"Lang.ai has an impressive product that we saw early on could be used as an intelligence layer on top of all our free-text data."


CaixaBank uses Lang.ai to accelerate digital transformation of free text data analysis
Digital engagement is at the forefront of CaixaBank's customer strategy

Establishing strong client relationships is critical for the success of CaixaBank. As one of the largest banks in Spain with over 20 million retail customers they recognize the importance of meeting customers at every digital touchpoint to provide the best support and experience possible. With customer engagement as a cornerstone of the bank’s digital transformation roadmap, Alberto Iriarte Lanas, the team lead for the Strategy and Big Data Projects function, has been focused on increasing CaixaBank’s capacity to understand and address the customer needs coming in from digital channels in a quick and accurate way.

“With the explosion of virtual assistants and the increase of touch-point surveys, more and more business areas like IT and Big Data asked my team for analytical capabilities to be able to analyze large volumes of text,” said Iriarte. “We already knew that there is a lot of relevant information within a free text response or transcript of customer conversations. We lacked the necessary tools to quickly analyze and extract concepts from this data and my department could not provide solutions to the huge volume of projects requested by the different business areas of the bank due to lack of specialized resources and tools for text analysis.”

CaixaBank uses Lang to create classification models to rapidly analyze and address customer needs from free text data

“We were looking for a free text analysis tool that could speed up the creation of classification models that allow us to analyze several types of free text data, such as quality survey responses, customer interactions from our virtual assistants, user reviews in Apple Store and Google Play regarding our mobile apps, conversations between agents and customers in our contact center, or any other text source,” said Iriarte. He also wanted a tool that could be implemented, configured, and used by non-technical users so that he didn’t have to burden his IT department. Ultimately the decision to choose Lang came down to its rapid categorization and labeling accuracy and language agnostic text analysis. Alberto and his team used a framework of assessing tools based on their scalability, user-friendliness, and customization capabilities; the Lang platform addressed all of these and the business team was able to go live and start building classification models within the first week of implementation.

Using Lang’s patented no-code AI platform, CaixaBank was able to speed up their free text analysis from digital customer channels and offer other lines of business such as Customer Care and the Mobile App Team the ability to build their own classification models to address customer needs and provide the best digital experience possible. Iriarte and his team were able to integrate Lang into other systems like Salesforce, Jupyter, and ServiceNow to foster greater data interoperability and cross team collaboration across several different lines of business. “This was key to being able to operationalize the use of the models created by Lang within other data processing flows that we have integrated into our data lake,” said Lanas.

Lang's flexible no code approach is empowering business users to manage their own AI

Today Lang is being leveraged by seven different lines of business that have executed more than 200 total projects on the platform.
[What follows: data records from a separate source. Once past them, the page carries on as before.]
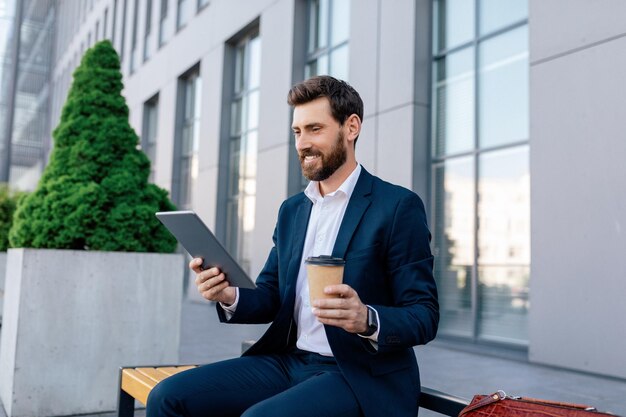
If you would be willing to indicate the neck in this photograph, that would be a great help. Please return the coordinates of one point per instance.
(333, 182)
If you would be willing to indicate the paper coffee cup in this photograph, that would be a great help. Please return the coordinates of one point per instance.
(322, 271)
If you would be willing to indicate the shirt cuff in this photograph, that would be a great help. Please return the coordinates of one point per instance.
(229, 311)
(373, 338)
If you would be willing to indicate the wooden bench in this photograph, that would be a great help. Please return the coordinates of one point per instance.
(136, 383)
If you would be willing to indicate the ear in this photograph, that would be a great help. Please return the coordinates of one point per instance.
(353, 127)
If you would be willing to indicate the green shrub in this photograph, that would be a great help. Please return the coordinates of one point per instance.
(8, 202)
(94, 193)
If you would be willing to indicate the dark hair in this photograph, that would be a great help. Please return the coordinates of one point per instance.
(344, 99)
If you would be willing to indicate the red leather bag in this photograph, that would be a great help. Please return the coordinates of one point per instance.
(500, 404)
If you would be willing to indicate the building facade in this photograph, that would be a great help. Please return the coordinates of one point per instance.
(504, 116)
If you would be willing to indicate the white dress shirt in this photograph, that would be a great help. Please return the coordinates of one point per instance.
(326, 217)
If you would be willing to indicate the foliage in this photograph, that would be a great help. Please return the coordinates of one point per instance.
(8, 202)
(94, 193)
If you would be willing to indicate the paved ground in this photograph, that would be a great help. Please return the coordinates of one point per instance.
(444, 366)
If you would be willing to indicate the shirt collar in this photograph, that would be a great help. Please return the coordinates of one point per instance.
(312, 191)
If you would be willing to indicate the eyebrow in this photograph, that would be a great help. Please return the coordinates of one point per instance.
(309, 125)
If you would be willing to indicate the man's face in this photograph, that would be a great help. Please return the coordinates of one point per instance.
(320, 140)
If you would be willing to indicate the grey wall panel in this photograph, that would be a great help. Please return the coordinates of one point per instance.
(559, 26)
(578, 209)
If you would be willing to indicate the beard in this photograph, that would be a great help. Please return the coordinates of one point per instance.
(330, 162)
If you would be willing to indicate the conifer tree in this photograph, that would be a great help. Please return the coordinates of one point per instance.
(94, 193)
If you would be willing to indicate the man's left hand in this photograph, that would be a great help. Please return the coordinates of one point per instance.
(345, 311)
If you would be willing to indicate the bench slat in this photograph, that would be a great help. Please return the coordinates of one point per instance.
(137, 384)
(153, 373)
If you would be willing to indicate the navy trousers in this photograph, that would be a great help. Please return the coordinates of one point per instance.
(298, 384)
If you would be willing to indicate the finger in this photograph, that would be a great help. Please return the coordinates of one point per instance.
(332, 303)
(196, 265)
(213, 281)
(206, 275)
(213, 292)
(341, 290)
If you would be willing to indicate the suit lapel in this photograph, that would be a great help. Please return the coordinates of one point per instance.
(359, 202)
(297, 244)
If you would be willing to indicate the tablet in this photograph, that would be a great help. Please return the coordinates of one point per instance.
(199, 242)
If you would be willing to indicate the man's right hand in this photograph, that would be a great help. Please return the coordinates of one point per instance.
(212, 284)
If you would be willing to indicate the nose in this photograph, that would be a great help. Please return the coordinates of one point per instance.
(302, 142)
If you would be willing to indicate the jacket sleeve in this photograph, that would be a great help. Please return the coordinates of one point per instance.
(261, 304)
(413, 316)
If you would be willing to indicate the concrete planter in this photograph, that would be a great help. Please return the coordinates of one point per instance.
(3, 264)
(72, 318)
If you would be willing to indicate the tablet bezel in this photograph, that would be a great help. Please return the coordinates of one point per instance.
(200, 242)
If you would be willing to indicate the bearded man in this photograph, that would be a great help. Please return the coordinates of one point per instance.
(351, 355)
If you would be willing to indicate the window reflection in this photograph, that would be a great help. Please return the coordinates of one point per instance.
(454, 242)
(494, 14)
(481, 205)
(503, 104)
(243, 151)
(454, 103)
(504, 243)
(329, 29)
(149, 133)
(189, 140)
(454, 21)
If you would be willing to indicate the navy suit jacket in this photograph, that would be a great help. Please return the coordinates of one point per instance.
(384, 239)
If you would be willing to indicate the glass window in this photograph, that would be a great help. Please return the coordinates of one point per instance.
(202, 4)
(329, 30)
(184, 13)
(454, 23)
(453, 244)
(148, 38)
(503, 104)
(504, 244)
(165, 25)
(105, 24)
(149, 136)
(134, 51)
(494, 14)
(453, 102)
(243, 144)
(188, 139)
(480, 188)
(113, 27)
(124, 7)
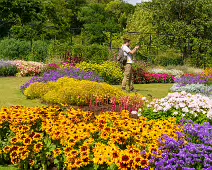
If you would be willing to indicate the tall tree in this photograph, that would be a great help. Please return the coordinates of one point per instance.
(190, 21)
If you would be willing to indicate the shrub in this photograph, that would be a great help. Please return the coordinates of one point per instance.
(74, 92)
(193, 79)
(169, 57)
(7, 68)
(181, 105)
(179, 154)
(174, 72)
(109, 71)
(12, 49)
(54, 75)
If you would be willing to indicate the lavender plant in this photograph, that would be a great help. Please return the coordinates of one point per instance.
(184, 80)
(7, 68)
(193, 88)
(178, 154)
(54, 75)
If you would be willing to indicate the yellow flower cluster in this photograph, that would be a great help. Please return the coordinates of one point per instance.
(70, 91)
(109, 71)
(84, 139)
(208, 71)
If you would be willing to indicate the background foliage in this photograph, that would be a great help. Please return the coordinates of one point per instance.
(171, 32)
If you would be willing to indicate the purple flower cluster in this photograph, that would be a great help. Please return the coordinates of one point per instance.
(195, 155)
(4, 64)
(54, 75)
(199, 133)
(190, 79)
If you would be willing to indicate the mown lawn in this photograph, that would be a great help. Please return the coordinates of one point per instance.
(10, 93)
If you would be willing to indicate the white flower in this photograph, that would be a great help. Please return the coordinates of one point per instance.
(185, 110)
(209, 115)
(175, 113)
(134, 112)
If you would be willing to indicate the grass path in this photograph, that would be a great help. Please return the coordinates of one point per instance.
(10, 93)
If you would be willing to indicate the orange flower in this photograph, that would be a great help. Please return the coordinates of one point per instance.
(57, 152)
(27, 141)
(38, 147)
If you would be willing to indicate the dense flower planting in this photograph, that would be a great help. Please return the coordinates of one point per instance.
(54, 75)
(181, 105)
(158, 78)
(193, 88)
(28, 68)
(8, 68)
(193, 79)
(208, 72)
(69, 91)
(38, 137)
(109, 71)
(196, 154)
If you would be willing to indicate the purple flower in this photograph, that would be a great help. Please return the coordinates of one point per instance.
(54, 75)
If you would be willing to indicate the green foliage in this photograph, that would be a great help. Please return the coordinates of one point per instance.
(168, 57)
(151, 115)
(109, 71)
(11, 49)
(91, 53)
(39, 51)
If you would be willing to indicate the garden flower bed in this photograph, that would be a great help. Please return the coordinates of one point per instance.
(72, 139)
(194, 84)
(181, 105)
(54, 75)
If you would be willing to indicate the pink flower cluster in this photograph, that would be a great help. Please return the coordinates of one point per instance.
(28, 68)
(183, 103)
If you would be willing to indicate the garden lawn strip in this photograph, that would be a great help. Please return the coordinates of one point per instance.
(11, 95)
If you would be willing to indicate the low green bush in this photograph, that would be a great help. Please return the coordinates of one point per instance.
(11, 49)
(92, 53)
(7, 68)
(168, 57)
(69, 91)
(109, 71)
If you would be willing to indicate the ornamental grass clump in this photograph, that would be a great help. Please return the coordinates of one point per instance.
(193, 79)
(193, 88)
(73, 139)
(181, 105)
(69, 91)
(54, 75)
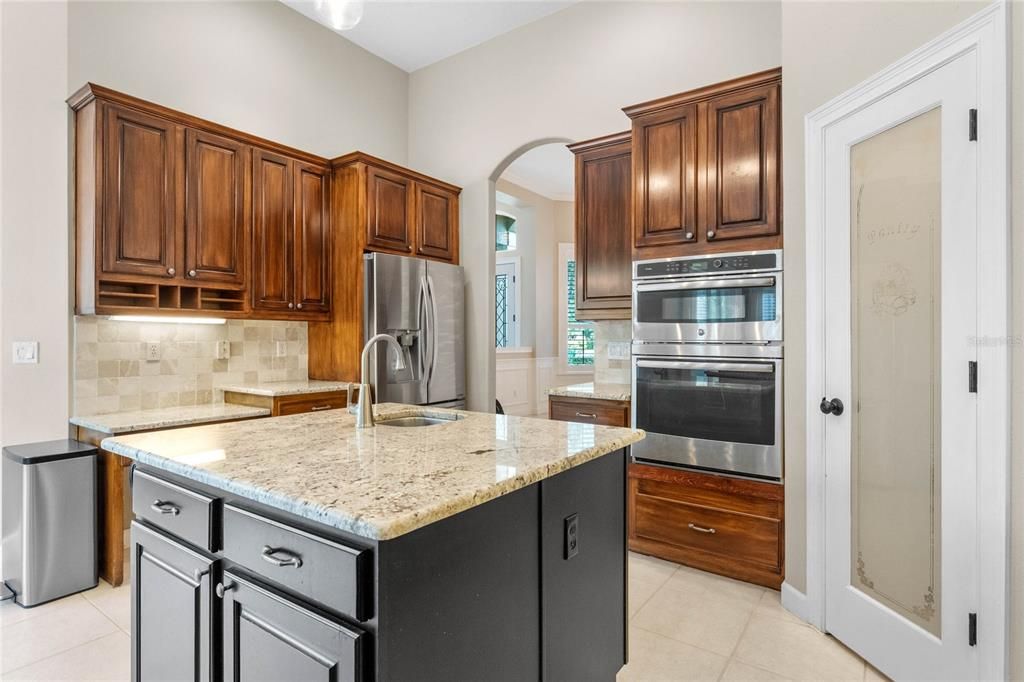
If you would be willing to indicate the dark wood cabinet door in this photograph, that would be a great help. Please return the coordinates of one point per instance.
(272, 287)
(603, 237)
(436, 220)
(215, 215)
(312, 239)
(389, 209)
(171, 609)
(140, 215)
(742, 195)
(665, 177)
(269, 637)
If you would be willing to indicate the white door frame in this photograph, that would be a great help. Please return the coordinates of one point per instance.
(985, 33)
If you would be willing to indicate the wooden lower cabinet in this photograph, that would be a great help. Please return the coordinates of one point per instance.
(282, 406)
(730, 526)
(589, 411)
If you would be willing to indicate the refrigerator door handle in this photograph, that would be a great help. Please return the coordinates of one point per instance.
(432, 328)
(424, 326)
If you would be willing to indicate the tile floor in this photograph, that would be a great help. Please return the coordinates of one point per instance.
(684, 625)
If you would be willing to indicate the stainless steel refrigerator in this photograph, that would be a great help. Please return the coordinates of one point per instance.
(421, 303)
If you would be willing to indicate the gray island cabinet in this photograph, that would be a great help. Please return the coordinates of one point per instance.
(398, 558)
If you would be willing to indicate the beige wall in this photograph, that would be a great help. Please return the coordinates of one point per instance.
(813, 34)
(259, 67)
(582, 65)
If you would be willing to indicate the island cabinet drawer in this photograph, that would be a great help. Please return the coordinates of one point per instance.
(324, 570)
(605, 413)
(182, 512)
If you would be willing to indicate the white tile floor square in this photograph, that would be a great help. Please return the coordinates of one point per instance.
(684, 625)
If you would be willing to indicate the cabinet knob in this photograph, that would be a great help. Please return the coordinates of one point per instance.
(221, 588)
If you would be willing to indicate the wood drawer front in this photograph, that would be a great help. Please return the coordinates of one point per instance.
(299, 405)
(605, 413)
(321, 569)
(181, 512)
(737, 537)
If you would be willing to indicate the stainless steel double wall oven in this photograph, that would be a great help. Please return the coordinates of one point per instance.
(708, 363)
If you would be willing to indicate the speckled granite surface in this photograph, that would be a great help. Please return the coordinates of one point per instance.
(380, 482)
(598, 391)
(278, 388)
(163, 418)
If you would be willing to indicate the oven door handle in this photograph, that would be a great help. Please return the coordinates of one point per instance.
(712, 367)
(709, 284)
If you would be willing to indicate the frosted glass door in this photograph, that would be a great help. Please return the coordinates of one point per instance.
(896, 242)
(900, 318)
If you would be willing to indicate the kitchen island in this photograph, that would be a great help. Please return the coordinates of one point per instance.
(479, 547)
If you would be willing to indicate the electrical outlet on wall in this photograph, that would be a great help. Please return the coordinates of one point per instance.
(619, 350)
(26, 352)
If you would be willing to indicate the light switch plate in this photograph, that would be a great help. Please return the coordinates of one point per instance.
(619, 350)
(26, 352)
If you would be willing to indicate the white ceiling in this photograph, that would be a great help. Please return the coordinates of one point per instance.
(547, 170)
(414, 35)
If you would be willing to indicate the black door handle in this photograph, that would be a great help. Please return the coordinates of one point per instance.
(834, 407)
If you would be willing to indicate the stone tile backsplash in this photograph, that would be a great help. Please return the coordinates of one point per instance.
(608, 371)
(112, 373)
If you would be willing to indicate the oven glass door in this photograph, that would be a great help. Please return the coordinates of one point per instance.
(713, 309)
(719, 415)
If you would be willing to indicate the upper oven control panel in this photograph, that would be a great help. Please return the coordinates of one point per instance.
(751, 261)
Each department uses Lang to manage their own classification models to better understand their customer needs and execute natural language projects for insights and automation. "Lang.ai has an impressive product that we saw early on could be used as an intelligence layer on top of all our free-text data to create our classification models," said Iriarte. "We're very excited for how we can continue expanding the use cases and make NLP more accessible within our lines of business going forward."